Además de la pareja protagónica (que es lo mejor de la película) desfilan por la pantalla varios personajes secundarios que no alcanzan a configurar una historia coral (como en Magnolia) pero que le dan color a la película y representan los valores y estilo de vida de la California de los 70s que ya había sido representada recientemente por Tarantino en Érase una vez en Hollywood. Si Tarantino sube a las colinas, Anderson se queda en el valle para mirar la vida de los anónimos o casi famosos cuya vida no es propiamente glamorosa. En el extenso mosaico de personajes aparecen el dueño de un restaurante japonés claramente racista (con gestos que le han generado críticas de la comunidad asiática, pero que tienen sentido en el contexto setentero), un actor adicto a la adrenalina, un político que esconde su homosexualidad, el excéntrico peluquero y esposo de Barbra Streisand, jefes acosadores y niños que, en el espíritu emprendedor californiano, pasan sus calurosos días ayudando con los proyectos de Gary.

En esa multitud de subtramas y personajes es en donde más flaquea la película, cuyo extenso metraje la hace irregular y lleva a que, por momentos, nos alejemos del objetivo de la historia. Grandes nombres como Bradley Cooper y Sean Penn venden la película pero no son ellos los que brillan. Aunque cumplen con lo que se espera de ellos, sus personajes son superficiales y, a diferencia de los principales, grotescos y cercanos a la caricatura. Por fortuna, su aparición es episódica y su peso en la historia casi nulo.

Sin embargo, hay escenas inolvidables y un tanto metafóricas como la conducción de un camión sin gasolina en reversa por las montañas de Hollywood, el montaje de una sala de «maquinitas» de pinball, la primera cita entre los protagonistas y la promoción de la cama de agua y otras invenciones que prometían «revolucionar» el mundo.

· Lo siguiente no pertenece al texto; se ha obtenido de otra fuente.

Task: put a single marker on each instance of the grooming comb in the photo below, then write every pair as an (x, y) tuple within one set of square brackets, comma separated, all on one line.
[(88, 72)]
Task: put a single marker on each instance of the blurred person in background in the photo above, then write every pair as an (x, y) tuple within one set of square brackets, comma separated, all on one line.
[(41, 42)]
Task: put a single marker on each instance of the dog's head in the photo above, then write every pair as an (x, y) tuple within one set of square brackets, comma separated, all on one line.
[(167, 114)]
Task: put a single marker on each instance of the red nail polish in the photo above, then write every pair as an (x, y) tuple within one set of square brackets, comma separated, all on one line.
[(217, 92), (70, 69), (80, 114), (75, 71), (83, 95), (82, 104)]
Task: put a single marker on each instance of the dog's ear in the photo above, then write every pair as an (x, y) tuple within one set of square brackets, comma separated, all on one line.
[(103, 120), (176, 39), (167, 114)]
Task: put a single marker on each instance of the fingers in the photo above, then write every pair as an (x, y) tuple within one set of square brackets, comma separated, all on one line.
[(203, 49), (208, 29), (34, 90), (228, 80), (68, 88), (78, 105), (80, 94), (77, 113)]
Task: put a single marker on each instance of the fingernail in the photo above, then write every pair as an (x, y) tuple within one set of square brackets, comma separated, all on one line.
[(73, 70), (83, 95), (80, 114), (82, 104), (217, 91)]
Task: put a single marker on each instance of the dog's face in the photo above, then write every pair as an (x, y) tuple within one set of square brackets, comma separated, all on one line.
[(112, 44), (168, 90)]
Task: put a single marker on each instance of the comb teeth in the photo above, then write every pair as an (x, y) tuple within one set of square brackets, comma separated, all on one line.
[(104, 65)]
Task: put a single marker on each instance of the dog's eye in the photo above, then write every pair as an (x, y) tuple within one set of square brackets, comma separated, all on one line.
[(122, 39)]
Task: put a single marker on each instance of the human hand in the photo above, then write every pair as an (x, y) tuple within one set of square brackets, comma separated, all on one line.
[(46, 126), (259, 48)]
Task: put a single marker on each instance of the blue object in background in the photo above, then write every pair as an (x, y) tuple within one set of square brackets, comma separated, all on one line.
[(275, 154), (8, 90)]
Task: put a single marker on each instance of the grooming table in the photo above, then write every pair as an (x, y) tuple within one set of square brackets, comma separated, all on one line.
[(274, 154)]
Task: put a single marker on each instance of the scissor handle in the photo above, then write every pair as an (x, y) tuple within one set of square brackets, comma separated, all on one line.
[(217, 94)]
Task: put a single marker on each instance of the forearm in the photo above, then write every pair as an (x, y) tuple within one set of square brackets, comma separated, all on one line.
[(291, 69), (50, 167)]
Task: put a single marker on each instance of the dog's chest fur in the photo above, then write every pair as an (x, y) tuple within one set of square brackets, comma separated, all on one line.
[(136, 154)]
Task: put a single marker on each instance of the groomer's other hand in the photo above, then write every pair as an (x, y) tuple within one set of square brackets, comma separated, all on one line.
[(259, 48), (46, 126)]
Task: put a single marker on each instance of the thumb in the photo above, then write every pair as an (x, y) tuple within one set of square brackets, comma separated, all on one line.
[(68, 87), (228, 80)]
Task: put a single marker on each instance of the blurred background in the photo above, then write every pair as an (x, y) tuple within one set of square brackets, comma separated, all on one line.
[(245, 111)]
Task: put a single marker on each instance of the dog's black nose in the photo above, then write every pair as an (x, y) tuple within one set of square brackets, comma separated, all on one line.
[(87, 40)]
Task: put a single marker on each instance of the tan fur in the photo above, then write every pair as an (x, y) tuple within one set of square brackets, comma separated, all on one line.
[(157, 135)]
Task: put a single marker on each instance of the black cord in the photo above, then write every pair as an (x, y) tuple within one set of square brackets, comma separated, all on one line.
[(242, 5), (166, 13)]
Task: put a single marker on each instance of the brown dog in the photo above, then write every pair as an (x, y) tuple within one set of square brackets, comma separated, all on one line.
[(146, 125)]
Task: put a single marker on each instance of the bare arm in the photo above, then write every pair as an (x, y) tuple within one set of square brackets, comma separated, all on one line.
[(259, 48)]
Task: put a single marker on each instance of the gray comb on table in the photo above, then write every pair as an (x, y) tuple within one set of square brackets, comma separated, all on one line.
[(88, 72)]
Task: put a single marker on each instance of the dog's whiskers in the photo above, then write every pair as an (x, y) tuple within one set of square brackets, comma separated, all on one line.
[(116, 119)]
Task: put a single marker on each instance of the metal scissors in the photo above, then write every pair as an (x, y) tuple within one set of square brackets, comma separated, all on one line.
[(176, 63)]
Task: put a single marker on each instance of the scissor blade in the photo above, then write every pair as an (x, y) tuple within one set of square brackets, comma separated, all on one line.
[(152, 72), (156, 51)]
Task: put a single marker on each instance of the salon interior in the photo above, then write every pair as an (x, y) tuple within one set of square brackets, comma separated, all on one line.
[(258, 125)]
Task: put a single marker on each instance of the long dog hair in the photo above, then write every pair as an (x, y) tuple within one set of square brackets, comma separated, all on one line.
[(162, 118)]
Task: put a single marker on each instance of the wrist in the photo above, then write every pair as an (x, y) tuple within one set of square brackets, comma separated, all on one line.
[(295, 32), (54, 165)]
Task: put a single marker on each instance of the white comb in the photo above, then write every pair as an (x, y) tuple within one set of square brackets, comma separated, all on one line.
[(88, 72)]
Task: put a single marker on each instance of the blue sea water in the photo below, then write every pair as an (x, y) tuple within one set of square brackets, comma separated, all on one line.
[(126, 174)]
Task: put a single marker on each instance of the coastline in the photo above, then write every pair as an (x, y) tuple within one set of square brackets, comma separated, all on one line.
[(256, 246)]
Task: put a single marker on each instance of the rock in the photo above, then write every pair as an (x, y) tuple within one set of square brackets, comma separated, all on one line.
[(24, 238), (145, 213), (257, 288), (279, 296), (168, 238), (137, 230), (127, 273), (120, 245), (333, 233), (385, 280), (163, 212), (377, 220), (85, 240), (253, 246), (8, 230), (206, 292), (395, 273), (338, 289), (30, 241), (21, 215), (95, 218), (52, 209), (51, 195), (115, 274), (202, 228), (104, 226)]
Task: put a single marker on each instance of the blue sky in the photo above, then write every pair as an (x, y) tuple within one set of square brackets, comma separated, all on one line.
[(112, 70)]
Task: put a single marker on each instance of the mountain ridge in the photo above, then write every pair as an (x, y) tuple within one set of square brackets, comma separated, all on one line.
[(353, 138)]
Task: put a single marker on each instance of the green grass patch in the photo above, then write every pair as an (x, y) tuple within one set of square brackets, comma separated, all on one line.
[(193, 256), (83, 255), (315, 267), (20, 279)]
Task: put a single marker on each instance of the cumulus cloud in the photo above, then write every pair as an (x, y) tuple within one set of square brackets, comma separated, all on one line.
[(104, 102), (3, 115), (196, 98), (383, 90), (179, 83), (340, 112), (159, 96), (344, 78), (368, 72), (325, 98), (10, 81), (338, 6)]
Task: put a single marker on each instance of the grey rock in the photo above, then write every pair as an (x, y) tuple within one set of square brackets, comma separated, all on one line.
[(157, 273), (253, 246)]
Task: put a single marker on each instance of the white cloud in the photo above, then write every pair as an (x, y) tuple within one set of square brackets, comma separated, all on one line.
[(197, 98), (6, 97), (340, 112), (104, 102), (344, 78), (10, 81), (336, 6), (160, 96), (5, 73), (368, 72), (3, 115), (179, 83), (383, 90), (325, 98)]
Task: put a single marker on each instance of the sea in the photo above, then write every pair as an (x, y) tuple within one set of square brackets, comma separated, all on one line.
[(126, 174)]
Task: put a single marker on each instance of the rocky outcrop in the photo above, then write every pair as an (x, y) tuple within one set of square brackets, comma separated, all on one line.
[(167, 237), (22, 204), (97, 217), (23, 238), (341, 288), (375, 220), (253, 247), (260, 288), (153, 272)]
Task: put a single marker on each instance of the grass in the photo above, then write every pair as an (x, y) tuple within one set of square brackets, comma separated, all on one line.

Pero quizás las que más se destacan son aquellas en las que los personajes cometen el acto más revolucionario en una ciudad motorizada como Los Ángeles: correr. Las escenas de los protagonistas corriendo representan momentos en los que desbordan alegría y un entusiasmo tan infantil como cautivante. La cinta tiene varios momentos de antología (incluso algunos de ellos aparecen en el trailer pero quedaron por fuera del corte final).

Como dije antes, el mayor mérito de la película está en el casting de los personajes principales. Alana Haim, vocalista de la banda Haim que conforma con sus hermanas, también actrices de la película, luce auténtica, vibrante y hermosamente contradictoria. Su apariencia física se aleja del canon del interés romántico típico de Hollywood y, aun así, consigue ser deseada y muy atractiva a lo largo del film. El caso de Cooper Hoffman (hijo del tristemente desaparecido Philip Seymour Hoffman, actor insignia de Anderson) es todo un descubrimiento. Aunque el talento no viene necesariamente en los genes, el joven actor es impresionante en su papel y logra un grado de autenticidad y empatía con el público que hace que la historia tenga un alto componente emocional. Para el efecto esperado por el director, esta pareja es la elección correcta pues en su autenticidad permite que las actuaciones y algunas situaciones surrealistas terminen siendo verosímiles y orgánicas.

Mención aparte merece la banda sonora que, más que eso, es una magnífica playlist de música de la época. Se trata de un enorme «disco de vinilo» que seguramente los protagonistas escucharían en sus habitaciones o en sus desplazamientos por la ciudad. Canciones icónicas de artistas como Nina Simone, David Bowie, The Doors, Paul McCartney Bing Crosby que recogen el espíritu de una época y un lugar determinado que el director conoce perfectamente pues es el sitio en donde vivió los primeros años de su vida.

Licorice pizza es una historia semiautobiográfica, con una profunda intensidad y optimismo (una feel good movie), mirada desde una ingenuidad adolescente que deja pasar de lado temas muy serios y profundos como el abuso laboral, la discriminación sexual y las creencias religiosas (superficialidad que algunos critican de la película pero que entiendo desde la mirada que propone). Se trata de una película que crece mientras más se piensa y que, en general, se disfruta cuando se está viendo. Con un mejor montaje, unos cuantos minutos y algunos personajes menos, podría ser un nuevo clásico del cine coming of age… pero ya sabemos que Anderson no es muy amigo de simplificar.